I did complete the composition and wowed the examining board, which not only assured me a great grade, but was performed as part of the commencement ceremony.
In the Fall of 1966, I transferred to DePaul University where Walter Parazaider and Lee Loughnane were already attending. Robert Lamm was a student at Roosevelt University across town while Terry Kath was a student at no university, but he was already known as a local, crazy guitar player in Chicago and a member of a band called the Missing Links with Walt and drummer Daniel Seraphine.
It was there at DePaul that Walt Parazaider mentioned this idea he had about forming a rock ’n roll band with a horn section. The idea sounded intriguing. It had a familiar ring to it. Almost as if it was an idea that I had had, but I wasn’t really aware of it until that moment.
It was on February 15, 1967, on the north side of Chicago, when we all met at Walt’s apartment. Upstairs from a tool and die company, in a two story walk-up, Robert, Danny, Terry, Lee, and myself, sat around the kitchen table, and the original six of us made a verbal commitment, a pact as it were, to devote all of our time and energy into making this thing work.
We put our personal lives on the back burner and devoted every free moment we had to practice. We just played – in the morning, late at night, before classes, after classes. Practice was the most important thing we had to do.
That was more than fifty years ago. None of us had any idea about the incredible journey we were about to take.
So much has happened since then, but the one thing I’m asked about most is composing the Ballet. The love of my life was attending West Virginia Wesleyan in Buckhannon, W. Virginia. I wrote this piece, Ballet For A Girl In Buckhannon, that was connected musically by little interludes and passages so it was like a story and it moved through the story both lyrically and sonically with many time signatures and key changes, which comprised an entire side of a record on the new album.

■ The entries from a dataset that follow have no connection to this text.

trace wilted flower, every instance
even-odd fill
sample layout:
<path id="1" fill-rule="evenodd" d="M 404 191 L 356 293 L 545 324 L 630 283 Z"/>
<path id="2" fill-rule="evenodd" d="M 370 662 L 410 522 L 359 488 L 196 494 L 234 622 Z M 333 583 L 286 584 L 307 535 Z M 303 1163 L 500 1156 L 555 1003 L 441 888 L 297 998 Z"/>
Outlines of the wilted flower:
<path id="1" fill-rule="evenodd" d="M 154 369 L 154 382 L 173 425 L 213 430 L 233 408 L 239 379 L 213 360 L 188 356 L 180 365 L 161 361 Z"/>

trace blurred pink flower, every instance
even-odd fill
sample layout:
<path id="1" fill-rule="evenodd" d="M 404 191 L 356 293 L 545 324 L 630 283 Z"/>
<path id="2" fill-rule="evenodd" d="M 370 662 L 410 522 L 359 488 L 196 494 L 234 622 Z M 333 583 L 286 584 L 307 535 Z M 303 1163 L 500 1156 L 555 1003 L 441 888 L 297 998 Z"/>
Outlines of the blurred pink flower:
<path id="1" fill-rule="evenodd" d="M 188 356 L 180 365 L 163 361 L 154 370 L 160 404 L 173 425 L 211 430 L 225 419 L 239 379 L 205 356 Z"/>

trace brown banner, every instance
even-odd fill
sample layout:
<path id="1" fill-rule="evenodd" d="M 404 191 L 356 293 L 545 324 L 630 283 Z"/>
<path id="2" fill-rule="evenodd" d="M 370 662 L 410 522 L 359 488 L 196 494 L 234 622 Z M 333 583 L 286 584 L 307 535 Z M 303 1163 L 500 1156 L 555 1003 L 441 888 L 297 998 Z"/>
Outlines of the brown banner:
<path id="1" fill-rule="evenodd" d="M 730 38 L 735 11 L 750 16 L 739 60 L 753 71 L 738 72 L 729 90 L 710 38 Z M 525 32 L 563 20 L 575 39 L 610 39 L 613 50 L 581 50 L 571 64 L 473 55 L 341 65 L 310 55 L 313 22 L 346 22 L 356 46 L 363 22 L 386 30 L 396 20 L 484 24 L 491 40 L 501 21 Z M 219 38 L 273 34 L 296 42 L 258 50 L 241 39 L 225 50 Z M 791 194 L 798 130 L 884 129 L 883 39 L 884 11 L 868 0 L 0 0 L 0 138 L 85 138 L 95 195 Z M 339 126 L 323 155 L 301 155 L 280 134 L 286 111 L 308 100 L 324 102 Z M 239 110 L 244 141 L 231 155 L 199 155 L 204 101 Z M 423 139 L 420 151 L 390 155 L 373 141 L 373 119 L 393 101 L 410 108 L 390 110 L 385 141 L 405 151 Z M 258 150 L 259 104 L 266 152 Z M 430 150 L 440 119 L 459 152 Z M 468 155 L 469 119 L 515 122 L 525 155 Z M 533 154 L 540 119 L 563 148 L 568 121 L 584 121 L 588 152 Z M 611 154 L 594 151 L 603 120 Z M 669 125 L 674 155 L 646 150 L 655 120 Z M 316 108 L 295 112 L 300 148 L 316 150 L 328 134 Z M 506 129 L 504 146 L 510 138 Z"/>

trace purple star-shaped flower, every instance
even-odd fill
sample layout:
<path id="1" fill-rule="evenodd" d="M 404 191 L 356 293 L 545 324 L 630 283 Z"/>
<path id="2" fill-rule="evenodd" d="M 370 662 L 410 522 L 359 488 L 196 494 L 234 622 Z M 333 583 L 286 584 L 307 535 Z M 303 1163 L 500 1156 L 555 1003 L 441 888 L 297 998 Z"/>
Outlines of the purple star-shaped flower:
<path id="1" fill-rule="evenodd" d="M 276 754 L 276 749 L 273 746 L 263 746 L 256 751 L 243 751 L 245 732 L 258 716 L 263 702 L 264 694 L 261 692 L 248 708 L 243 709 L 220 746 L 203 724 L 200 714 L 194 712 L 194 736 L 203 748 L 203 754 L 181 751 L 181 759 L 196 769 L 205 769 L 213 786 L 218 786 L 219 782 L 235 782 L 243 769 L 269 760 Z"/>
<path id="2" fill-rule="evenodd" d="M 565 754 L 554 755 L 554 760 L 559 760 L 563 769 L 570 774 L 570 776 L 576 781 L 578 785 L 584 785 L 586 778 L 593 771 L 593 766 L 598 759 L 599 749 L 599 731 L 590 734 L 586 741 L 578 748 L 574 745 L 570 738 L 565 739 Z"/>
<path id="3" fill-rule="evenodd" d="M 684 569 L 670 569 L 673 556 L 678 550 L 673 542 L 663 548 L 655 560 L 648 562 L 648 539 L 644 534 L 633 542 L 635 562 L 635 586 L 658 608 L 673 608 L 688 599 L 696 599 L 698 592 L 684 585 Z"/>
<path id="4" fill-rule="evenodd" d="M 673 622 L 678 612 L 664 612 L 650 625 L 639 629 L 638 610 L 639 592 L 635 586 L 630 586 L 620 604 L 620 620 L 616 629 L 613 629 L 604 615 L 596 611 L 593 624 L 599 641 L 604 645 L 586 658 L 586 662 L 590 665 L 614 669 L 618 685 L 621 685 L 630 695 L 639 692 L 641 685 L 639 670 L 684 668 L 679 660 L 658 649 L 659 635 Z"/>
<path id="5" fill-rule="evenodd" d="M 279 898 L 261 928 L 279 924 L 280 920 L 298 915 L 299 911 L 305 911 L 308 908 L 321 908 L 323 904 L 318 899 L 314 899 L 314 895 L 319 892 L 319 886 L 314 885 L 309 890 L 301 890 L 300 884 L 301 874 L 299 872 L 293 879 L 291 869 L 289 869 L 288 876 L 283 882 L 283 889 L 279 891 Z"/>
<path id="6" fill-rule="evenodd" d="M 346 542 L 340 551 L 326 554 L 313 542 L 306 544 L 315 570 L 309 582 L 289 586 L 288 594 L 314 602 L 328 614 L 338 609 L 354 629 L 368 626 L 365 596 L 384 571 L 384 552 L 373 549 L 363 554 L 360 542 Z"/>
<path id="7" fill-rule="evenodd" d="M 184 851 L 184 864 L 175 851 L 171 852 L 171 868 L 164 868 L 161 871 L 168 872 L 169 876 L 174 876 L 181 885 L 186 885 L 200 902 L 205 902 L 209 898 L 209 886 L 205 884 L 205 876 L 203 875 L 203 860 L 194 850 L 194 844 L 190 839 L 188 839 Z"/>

But when Chicago II came out, right there in the liner notes, Buckhannon was spelled ‘Buchannon’! What could I do? It was too late, and it forever will be misspelled - much to the chagrin of the good people of Buckhannon, West Virginia!
I was just 22 yrs old when I wrote the Ballet. We were on the road and I was listening to Bach. To me, his music was technically perfect. I was inspired by his voicing, counterpoint, and melody, so I sat at my little electric piano, between Holdiay Inn beds somewhere on the road, and started messing around and came up with these arpeggios that intrigued me and sketched a melody line. I woke Walt up and told him to bring his flute and after he played it I said, “So what do you think, is it any good? And he said, “Jimmy, I think this is gonna make me famous.” Colour My World was originally titled Andante Cantabile, named in relation to the mood and tempo like the movements of the ballet as the classic masters named their pieces. That doesn’t work well on a rock & roll album!
The guys tell me The Ballet is still a challenge, especially to perform live because you have to pay attention. It turns out that it’s still, to this day, a very unique piece.
It’s hard to believe it’s been 50 years. It seems like I just blinked my eyes and we just started making music yesterday. We’ve seen it go from vinyl records to eight-track tapes to cassette tapes to compact discs and now everything is digital. It's really amazing to have experienced the evolution of our music in all of these formats. I think the reason we’re still around, still relevant after all these years is because it’s still so damn much fun. I mean really, there is nothing I can think of that I would rather do, and it’s a testament to this music that, almost 50 years later, it continues to resonate with people and audiences of all ages and all walks of life!
Lemme tell ya, it’s been one hell of a ride!